Entonces, ¿en qué cambió nuestra percepción del mundo la misión del Apolo 11 que celebramos ahora? Es una buena pregunta. Al menos desde Kepler, todas las generaciones de científicos que habían nacido en cuatro siglos estaban seguros de que la hazaña de Armstrong, Collins y Aldrin era posible, y que la única cuestión pendiente era desarrollar la tecnología necesaria para ello. Hoy sabemos que tenían razón, pero también que costó siglos convertir el enorme salto conceptual de los pioneros de la carrera espacial —Copérnico, Kepler, Galileo, Newton— en un viaje real de un cuerpo humano a nuestro satélite. La cantidad de escollos técnicos que había que resolver resultó enorme, y aquellos hacedores de nuestro mundo murieron sin comprobar la certeza de sus ideas. Aunque también, seguramente, sin dudar de ellas.
Órbita
La primera persona que puso un objeto en órbita (con la mente) fue Newton, que concibió un experimento mental difícil de refutar. Si lanzas una bomba con un cañón, el impulso inicial hará que la bomba se mueva en horizontal, mientras que la gravedad la hará ir cayendo al suelo. El resultado es el famoso tiro parabólico que todos, incluidos los militares, estudiamos en el colegio. Pero, si el cañón es lo bastante poderoso, ocurre algo extraordinario. La bomba quiere caer al suelo, pero la curvatura de la Tierra se lo impide, porque aleja el suelo cada vez más. La bomba, calculó Newton, no tendría otra opción que ponerse en órbita alrededor de la Tierra. Esas bombas de Newton son nuestros cohetes, incluido el que llevó a Armstrong a la Luna.
Pero Newton ni había nacido cuando Kepler viajó a la Luna (también con la mente, desde luego). Allá atrás en 1609, cuando Rodolfo le preguntó por las manchas lunares, Kepler no estaba solo con el emperador. Asistía también a la reunión Wackher von Wackenfels, el asesor religioso del monarca, y fue él, más que Rodolfo y hasta más que Kepler, quien se quedó mesmerizado por la mera idea de que la Luna pudiera tener montañas, no hablemos ya de sus sombras. Wackenfels, como cualquier otro espécimen del género Homo, llevaba viendo la Luna todas las noches desde que nació, pero jamás había imaginado que aquel disco de luz que arrullaba a los amantes pudiera ser un mundo, con sus valles y montañas, sus días y sus noches y su historia particular e irrepetible.

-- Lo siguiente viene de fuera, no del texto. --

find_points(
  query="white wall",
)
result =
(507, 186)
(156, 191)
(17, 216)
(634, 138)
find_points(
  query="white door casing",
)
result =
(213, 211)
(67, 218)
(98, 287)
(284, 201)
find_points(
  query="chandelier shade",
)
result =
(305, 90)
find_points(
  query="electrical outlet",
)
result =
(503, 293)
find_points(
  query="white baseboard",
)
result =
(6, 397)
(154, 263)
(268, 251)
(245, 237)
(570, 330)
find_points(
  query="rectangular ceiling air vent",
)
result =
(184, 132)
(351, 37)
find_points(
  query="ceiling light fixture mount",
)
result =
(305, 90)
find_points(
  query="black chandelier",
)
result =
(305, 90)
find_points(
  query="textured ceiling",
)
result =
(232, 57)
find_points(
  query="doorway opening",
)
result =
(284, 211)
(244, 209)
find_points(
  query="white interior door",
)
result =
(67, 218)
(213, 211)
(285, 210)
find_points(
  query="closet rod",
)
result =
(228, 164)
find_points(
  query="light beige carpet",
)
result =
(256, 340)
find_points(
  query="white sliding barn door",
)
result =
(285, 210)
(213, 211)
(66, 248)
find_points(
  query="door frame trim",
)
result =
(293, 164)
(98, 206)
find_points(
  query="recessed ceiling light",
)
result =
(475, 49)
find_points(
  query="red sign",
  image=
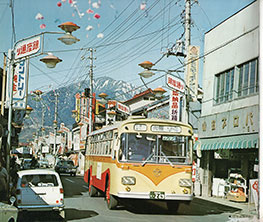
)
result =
(175, 83)
(174, 111)
(27, 47)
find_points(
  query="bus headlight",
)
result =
(185, 183)
(128, 180)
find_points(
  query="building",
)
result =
(229, 124)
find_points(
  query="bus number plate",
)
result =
(157, 195)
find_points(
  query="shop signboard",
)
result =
(174, 103)
(222, 154)
(123, 108)
(192, 70)
(175, 83)
(27, 47)
(19, 84)
(254, 193)
(234, 122)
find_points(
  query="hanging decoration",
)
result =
(143, 6)
(97, 16)
(42, 26)
(76, 9)
(89, 27)
(100, 36)
(96, 5)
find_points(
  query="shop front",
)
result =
(228, 153)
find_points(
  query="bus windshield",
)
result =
(150, 148)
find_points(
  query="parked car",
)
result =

Todos éramos Wackenfels hasta 1969, cuando el Eagle, el módulo lunar de la misión Apolo 11 que llevaba dentro a Armstrong y Aldrin, tocó suelo en el Mar de la Tranquilidad, un gran depósito basáltico generado por primitivas erupciones volcánicas en nuestro satélite. Los mares (o maria) lunares son esas zonas oscuras que se aprecian en la Luna a simple vista, y se llaman así porque los astrónomos antiguos los confundieron con mares auténticos. Hace 50 años, los ingenieros de la NASA sabían perfectamente que no lo eran, pero mandaron allí a los astronautas porque parecía una región bastante plana y uniforme. No lo era.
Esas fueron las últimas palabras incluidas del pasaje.